方靖远见她一脸虔诚的样子,忍不住笑道:“你若真想那蜘蛛多结点丝,就放到不见光的阴凉处。对了,既然要过七夕,那你有没有听过牛郎织女的故事啊?讲来与我听听,看咱么听过的是不是一样的。”
这些民间传说在历代传播过程中,都会被人二次三次四五次加工,添加符合当时的时代特色和一些私货进去,赋予更接地气的内容以增强其生命力。
所以一个故事从起源处,到传播千年之后,想不走型,那是不可能的事儿。
尤其是牛郎织女的故事,几乎是中国古代四大民间传说中流传时间最久的,从诗经里就有开始记载:
维天有汉,监亦有光。跂彼织女,终日七襄。
虽则七襄,不成报章。睆彼牵牛,不以服箱。
后来的《古诗十九首》中,最有名的这句“迢迢牵牛星,皎皎河汉女。”“盈盈一水间,脉脉不得语。”不知成就了多少痴男怨女,为此情此景神魂颠倒。
岳璃想了想,干巴巴地说道:“我小时候只看祖母陪妹妹过了一次七夕节,教她穿针学女红。
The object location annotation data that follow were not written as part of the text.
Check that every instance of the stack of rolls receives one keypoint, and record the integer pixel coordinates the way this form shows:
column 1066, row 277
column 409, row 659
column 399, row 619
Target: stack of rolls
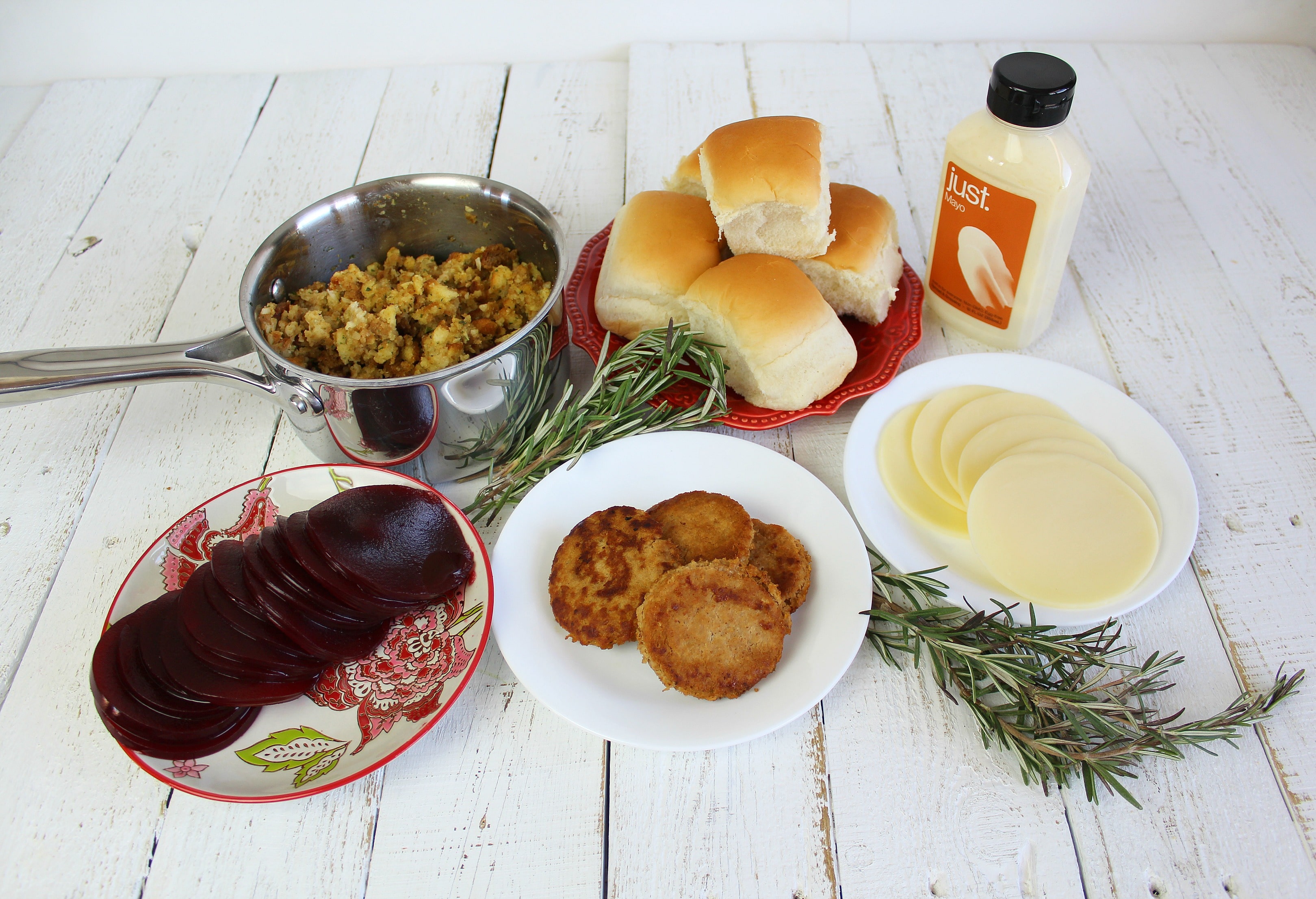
column 802, row 252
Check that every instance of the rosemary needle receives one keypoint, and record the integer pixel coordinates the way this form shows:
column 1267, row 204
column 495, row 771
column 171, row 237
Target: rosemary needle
column 1065, row 705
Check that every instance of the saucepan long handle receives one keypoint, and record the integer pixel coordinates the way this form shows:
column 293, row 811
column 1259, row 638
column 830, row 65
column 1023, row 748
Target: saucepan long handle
column 35, row 376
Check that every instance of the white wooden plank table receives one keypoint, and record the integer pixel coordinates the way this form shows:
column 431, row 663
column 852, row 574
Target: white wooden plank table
column 128, row 211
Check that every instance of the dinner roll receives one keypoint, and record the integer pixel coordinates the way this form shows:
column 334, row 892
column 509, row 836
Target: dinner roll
column 860, row 271
column 661, row 241
column 686, row 180
column 783, row 344
column 767, row 186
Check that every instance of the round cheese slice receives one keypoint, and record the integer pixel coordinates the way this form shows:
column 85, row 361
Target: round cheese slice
column 904, row 484
column 978, row 414
column 926, row 440
column 1102, row 457
column 1061, row 531
column 991, row 443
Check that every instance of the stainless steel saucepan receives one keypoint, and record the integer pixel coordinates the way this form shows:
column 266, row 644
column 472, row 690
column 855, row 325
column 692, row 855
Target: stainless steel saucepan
column 347, row 419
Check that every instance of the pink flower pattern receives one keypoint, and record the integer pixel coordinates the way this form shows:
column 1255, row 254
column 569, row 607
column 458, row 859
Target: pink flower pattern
column 404, row 676
column 190, row 541
column 186, row 769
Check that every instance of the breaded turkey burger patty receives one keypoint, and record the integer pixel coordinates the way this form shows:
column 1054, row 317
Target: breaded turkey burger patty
column 602, row 570
column 785, row 560
column 712, row 630
column 706, row 526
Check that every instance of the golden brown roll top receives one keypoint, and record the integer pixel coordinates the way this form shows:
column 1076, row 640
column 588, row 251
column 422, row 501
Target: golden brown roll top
column 686, row 180
column 661, row 243
column 860, row 271
column 766, row 182
column 783, row 345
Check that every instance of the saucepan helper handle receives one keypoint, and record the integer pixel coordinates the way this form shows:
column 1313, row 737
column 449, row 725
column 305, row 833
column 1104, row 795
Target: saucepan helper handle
column 35, row 376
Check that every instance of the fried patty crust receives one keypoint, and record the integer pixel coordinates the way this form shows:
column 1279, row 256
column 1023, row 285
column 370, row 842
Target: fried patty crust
column 602, row 570
column 706, row 526
column 712, row 630
column 785, row 560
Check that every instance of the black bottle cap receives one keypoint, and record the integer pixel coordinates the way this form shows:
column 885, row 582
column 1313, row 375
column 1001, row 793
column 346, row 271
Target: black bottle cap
column 1032, row 90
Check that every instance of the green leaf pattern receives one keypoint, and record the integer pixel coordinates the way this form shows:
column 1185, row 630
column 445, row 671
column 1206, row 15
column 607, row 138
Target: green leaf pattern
column 306, row 751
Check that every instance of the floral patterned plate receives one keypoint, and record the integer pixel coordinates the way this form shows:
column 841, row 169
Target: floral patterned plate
column 361, row 714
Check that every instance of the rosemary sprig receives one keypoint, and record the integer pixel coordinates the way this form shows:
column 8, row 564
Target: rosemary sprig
column 1065, row 705
column 616, row 404
column 524, row 397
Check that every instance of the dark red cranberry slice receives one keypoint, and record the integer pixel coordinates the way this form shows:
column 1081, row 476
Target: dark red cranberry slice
column 140, row 681
column 216, row 643
column 274, row 552
column 227, row 564
column 275, row 645
column 186, row 747
column 257, row 625
column 116, row 704
column 202, row 680
column 308, row 605
column 402, row 541
column 331, row 644
column 149, row 647
column 262, row 582
column 230, row 665
column 308, row 557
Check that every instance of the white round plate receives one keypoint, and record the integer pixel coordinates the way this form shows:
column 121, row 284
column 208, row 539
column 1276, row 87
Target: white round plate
column 1125, row 427
column 611, row 691
column 360, row 715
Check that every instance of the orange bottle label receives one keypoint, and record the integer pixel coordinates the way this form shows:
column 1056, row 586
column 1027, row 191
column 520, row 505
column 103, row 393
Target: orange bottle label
column 978, row 249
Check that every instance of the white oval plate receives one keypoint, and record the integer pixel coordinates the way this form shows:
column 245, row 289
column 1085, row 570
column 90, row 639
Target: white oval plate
column 611, row 691
column 1125, row 427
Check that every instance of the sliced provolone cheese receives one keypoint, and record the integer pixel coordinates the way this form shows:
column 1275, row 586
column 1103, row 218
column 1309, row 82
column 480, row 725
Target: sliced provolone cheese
column 926, row 440
column 991, row 443
column 1061, row 531
column 978, row 414
column 1103, row 457
column 903, row 482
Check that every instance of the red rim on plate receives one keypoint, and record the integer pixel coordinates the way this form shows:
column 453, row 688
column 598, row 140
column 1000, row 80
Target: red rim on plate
column 881, row 347
column 483, row 561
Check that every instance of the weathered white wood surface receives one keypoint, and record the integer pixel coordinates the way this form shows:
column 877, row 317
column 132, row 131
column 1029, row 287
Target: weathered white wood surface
column 756, row 818
column 177, row 443
column 16, row 107
column 1191, row 287
column 982, row 822
column 1185, row 348
column 112, row 286
column 505, row 798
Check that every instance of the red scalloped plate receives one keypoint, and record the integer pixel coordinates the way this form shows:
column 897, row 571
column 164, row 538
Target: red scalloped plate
column 881, row 347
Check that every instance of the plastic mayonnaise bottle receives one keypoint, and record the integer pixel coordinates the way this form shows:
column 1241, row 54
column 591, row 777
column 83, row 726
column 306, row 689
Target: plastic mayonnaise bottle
column 1011, row 189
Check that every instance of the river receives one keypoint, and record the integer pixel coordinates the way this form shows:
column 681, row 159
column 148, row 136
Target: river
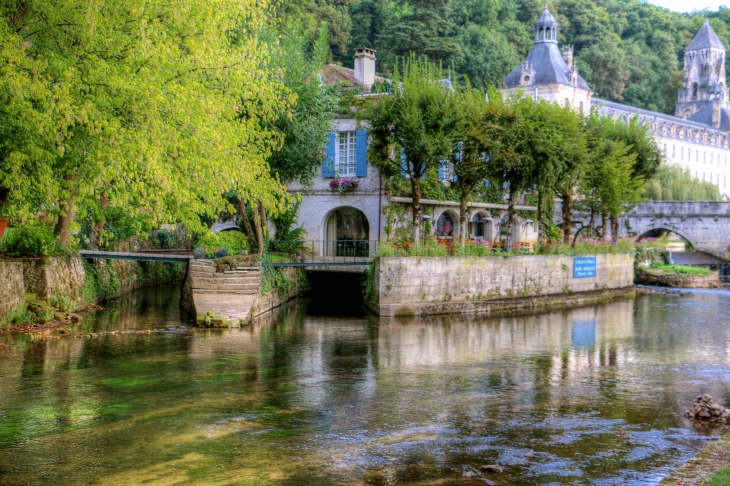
column 585, row 396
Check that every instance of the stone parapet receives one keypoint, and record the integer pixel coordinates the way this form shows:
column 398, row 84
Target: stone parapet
column 12, row 291
column 475, row 285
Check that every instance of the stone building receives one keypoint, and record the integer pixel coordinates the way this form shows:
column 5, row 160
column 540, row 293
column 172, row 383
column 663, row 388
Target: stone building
column 342, row 220
column 696, row 138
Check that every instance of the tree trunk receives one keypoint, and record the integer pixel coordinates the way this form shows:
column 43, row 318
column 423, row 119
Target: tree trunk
column 259, row 232
column 614, row 229
column 567, row 217
column 510, row 220
column 65, row 218
column 246, row 222
column 463, row 213
column 264, row 226
column 4, row 195
column 416, row 186
column 100, row 219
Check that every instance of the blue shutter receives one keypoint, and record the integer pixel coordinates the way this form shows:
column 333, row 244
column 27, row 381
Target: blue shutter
column 328, row 166
column 361, row 152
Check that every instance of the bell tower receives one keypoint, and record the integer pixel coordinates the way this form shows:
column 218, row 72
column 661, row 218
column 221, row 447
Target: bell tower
column 704, row 71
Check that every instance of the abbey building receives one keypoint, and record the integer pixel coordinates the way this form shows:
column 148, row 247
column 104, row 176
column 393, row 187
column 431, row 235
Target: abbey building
column 696, row 138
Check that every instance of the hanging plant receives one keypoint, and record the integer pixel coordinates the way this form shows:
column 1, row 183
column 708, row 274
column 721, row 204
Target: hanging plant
column 343, row 185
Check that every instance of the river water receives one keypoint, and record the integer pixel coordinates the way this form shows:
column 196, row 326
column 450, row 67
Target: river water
column 585, row 396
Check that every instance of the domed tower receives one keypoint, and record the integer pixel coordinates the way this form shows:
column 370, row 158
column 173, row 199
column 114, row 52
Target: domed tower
column 704, row 73
column 549, row 73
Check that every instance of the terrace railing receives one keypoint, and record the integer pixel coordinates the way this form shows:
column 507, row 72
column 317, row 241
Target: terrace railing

”
方靖远听得有些心疼,忽然明白她为何跟人弄出这喜蛛乞巧,因为她在先前那十几二十年间,都是以男儿的身份活着,带着秘密生活在行伍之中,拼搏厮杀,艰难求生,哪里还有什么心思去乞巧。
对岳璃而言,过去的二十年,都没有这两年生活的快活。
自认识方靖远以来,她像是突然来到了一个新的世界。不再是个“配军”的崽子,不再背负着女扮男装的秘密艰难求生,不用担心父母和弟妹们的生计安危,可以堂堂正正地站在人前,告诉所有人,她是岳飞的孙女,是个丝毫不弱于任何男人的女人。
只是今日看到海州狸的小娘子们都在忙着乞巧,她也一时心动,跟着弄了盒喜蛛,不光是乞巧,还想乞求另一个缘分。毕竟他们成亲也有大半年了,她尚毫无动静,虽然方靖远从未问过,可海州狸的娘子们难免会关心此事,就连小鱼娘和阿弥时不时都要来问一问,什么时候给他们添个小师弟或师妹。
她心思百转之间,方靖远已握住她的手,掰着她的手指说道:“人各有所长,本就应该分工合作,取长补短。所以,你会不会女红,根本不重要。你能做的事,比作女红更重要。”
岳璃轻叹道:“我听祖母说,织女和牵牛本都是天上星宿,织女日夜织布变作天上云霞,牵牛则在银河畔放牧牛羊,天帝见两人工作勤勤恳恳,便为两人赐婚。可他们婚后如胶似漆,荒废了工作,天帝一怒之下,将他们分隔两地,每年七夕才能相见。”
“呃……”方靖远没想到听到了这样一个版本,不由失笑道:“我还真没想到还有这样的传说,那天帝还真是个黑心老板,连人家夫妻恩爱都看不过眼,非得让人当社畜……”
“不可乱说!”岳璃没想到他如此胆大包天,竟然对天帝都敢如此不敬,急忙伸手捂住他的嘴,“若是触怒神灵,会降罪于你我的!”
方靖远张口咬住她的手指,岳璃面上一红,急忙抽出手来,又羞又恼地瞪了他一眼,“你怎么能这样?光天化日之下……岂能如此!”
“这里又没有别人。”方靖远左右看看,拉着她进屋说道:“你我夫妻之间,何必如此拘泥?”
岳璃没想到他竟得寸进尺,但想到自己请喜蛛来的心愿,又舍不得拒绝,只能被他拉着胡闹了一番,理由是他们同样是皇帝指婚,幸好赵昚英明,不似天帝那般看着人家夫妻恩爱就眼红,非得用银河将人家好端端的小夫妻分隔两地,逼着人做社畜。